I am very aware I didn’t make July’s #sewmystyle challenge. I just really didn’t like that blouse very much and I couldn’t think of a way to hack it to suit me. What can I say? Patterns don’t always work for everyone.
So I’m moving straight on to August!
This month is all about the Darling Ranges dress from Megan Nielsen!
The Darling Ranges pattern comes in 3 versions – a dress with waist darts and a gathered skirt, a dartless blouse and a dartless dress. All of them come with the same button front and three quarter sleeves.
It’s a simple relaxed look for those casual days out and a great alternative to the traditional shirt dress.
#Sewmystyle founder Alex of Bluebird Fabrics asked me to do the tips and tricks for this month’s sewalong and here they are!
This dress needs a woven fabric. A light to medium weight is best, which means pretty much anything will work. Chambrays, linens, cotton poplins and lawns would be great choices for beginners as these are pretty firm and easy to handle. Those of you who are feeling a bit more adventurous might want to try a silk or crepe de chine. I made mine with a viscose twill from Stoff & Stil. It’s got a lovely soft drape to it which worked really nicely.
If you’ve used a very lightweight fabric it may be worth interfacing your button plackets to make it more stable for the buttons and buttonholes.
The pattern is quite relaxed in fit so as long as you make sure you’ve picked the right size for yourself on the bust/waist, you’ll be unlikely to run into trouble.
I find the sizing is more spaced out with Megan Nielsen patterns as they tend to cover a large size range with fewer ‘steps’ between them. I made a Small but I probably should have made a Medium and taken it in instead. I’d definitely recommend going up a size if you’re in between sizes, especially on the bust.
I made version 1 – the one with the waist darts and gathered skirt. I found the waist darts went up too high on my bust and I lowered them by 2.5cm and could probably have gotten away with lowering them further.

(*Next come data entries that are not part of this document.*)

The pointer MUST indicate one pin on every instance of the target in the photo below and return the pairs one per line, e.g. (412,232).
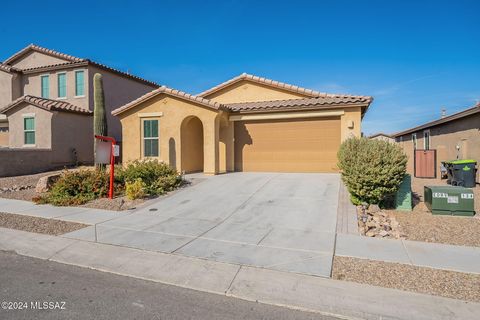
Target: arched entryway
(191,136)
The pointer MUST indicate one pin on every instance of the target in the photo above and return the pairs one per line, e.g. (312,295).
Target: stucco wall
(174,111)
(36,59)
(118,91)
(351,116)
(43,119)
(27,161)
(5,88)
(32,86)
(247,91)
(72,137)
(383,138)
(444,138)
(3,134)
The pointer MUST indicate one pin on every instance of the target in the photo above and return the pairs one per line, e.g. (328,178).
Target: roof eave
(299,108)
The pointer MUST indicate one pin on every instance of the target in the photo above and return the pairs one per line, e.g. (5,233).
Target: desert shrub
(157,177)
(76,188)
(371,169)
(134,190)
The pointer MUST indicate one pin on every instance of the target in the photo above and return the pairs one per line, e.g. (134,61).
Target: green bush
(137,180)
(135,190)
(157,177)
(76,188)
(371,169)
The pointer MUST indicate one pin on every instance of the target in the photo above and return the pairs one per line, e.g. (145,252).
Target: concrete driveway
(271,220)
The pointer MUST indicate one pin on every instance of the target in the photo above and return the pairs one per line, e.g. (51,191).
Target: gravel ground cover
(37,224)
(421,225)
(26,181)
(457,285)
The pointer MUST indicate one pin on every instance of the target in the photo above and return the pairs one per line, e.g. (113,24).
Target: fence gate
(425,163)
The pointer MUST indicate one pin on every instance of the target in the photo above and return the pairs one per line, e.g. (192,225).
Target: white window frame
(29,115)
(41,85)
(426,133)
(414,141)
(143,119)
(75,82)
(66,86)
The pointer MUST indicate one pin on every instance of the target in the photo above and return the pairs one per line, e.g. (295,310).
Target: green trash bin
(457,201)
(461,173)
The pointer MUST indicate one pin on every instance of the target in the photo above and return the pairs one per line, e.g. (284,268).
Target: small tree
(371,169)
(100,126)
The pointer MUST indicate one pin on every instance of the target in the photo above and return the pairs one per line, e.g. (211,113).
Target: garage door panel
(304,145)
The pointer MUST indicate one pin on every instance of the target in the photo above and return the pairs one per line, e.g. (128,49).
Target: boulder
(373,208)
(45,183)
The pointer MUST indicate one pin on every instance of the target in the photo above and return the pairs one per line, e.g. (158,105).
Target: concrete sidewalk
(311,293)
(72,214)
(421,254)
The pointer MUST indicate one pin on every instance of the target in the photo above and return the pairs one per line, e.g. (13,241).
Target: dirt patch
(25,182)
(37,224)
(449,284)
(116,204)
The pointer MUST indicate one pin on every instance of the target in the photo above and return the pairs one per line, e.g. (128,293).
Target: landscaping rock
(373,208)
(45,183)
(374,223)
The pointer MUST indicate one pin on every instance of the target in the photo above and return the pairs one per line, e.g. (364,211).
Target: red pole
(112,169)
(112,162)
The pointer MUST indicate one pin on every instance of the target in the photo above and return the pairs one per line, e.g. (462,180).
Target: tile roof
(33,47)
(273,83)
(7,68)
(72,62)
(46,104)
(171,92)
(378,134)
(459,115)
(323,101)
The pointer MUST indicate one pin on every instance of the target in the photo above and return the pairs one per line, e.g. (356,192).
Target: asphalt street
(37,289)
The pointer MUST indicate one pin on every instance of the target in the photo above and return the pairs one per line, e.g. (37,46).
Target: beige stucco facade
(457,139)
(175,123)
(66,134)
(212,141)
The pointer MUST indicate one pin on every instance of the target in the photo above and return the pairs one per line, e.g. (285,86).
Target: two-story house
(46,102)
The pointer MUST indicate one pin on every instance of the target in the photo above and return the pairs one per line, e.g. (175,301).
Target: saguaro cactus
(99,113)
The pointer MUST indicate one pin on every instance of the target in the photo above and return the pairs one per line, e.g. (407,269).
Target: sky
(413,57)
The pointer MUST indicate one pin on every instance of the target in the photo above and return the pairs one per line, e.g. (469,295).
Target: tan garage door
(303,145)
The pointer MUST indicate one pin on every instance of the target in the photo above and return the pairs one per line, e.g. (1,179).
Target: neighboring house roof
(72,62)
(380,134)
(46,104)
(455,116)
(323,101)
(33,47)
(171,92)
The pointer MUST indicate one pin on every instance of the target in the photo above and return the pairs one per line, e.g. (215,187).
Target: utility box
(457,201)
(403,198)
(461,172)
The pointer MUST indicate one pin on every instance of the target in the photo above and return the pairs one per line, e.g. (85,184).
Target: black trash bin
(461,173)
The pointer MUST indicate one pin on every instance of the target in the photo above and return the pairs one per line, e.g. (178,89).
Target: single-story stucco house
(247,123)
(456,136)
(46,104)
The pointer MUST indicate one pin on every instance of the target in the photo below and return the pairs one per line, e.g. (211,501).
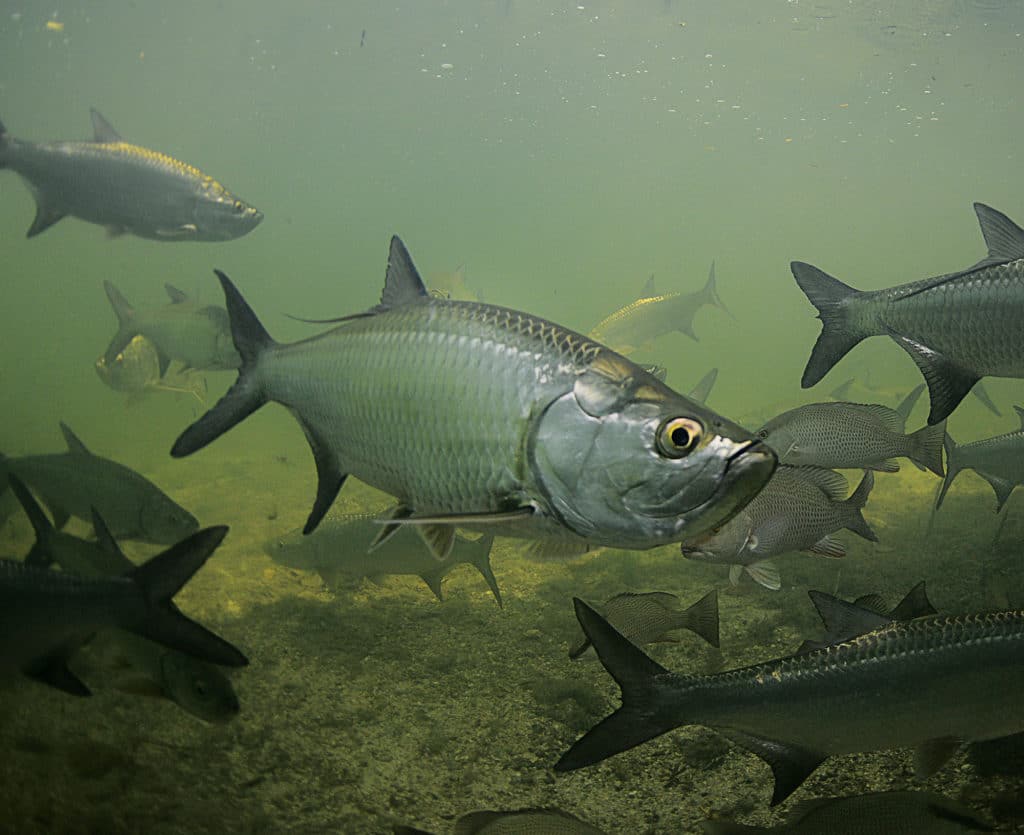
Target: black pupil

I also shortened my skirt pattern by 10cm and used a 4cm hem and it’s still a decent length on me (bear in mind I’m quite petite at only 5’2).
I opted to forgo the elasticated sleeves and the back-tie detail on my dress. I’ve seen them both used to great effect on the samples and I’d say go for it if you like that style but it wasn’t for me
A regular sewing machine is all you’ll need to sew this one up! It’s a lot of straight seams and mostly straight forward to sew up.
I’ll be honest, I struggled a little easing the sleeves into the bodice of this dress. I ended up making little gathers to take out the excess and made it into a design feature! It’s not really that noticeable though!
The rest of the dress I thought came together quite easily and if you’re making the dartless version, it’ll be even easier and quicker to do!
This is a great time to get out those buttonhole feet and practice folks! Your dress/ tunic/ blouse will need a few buttons up the front and the easiest way to do that is with a buttonhole foot in your sewing machine (if your machine is capable that is). Alternatively you can hand stitch them in to get a really beautiful finish on them.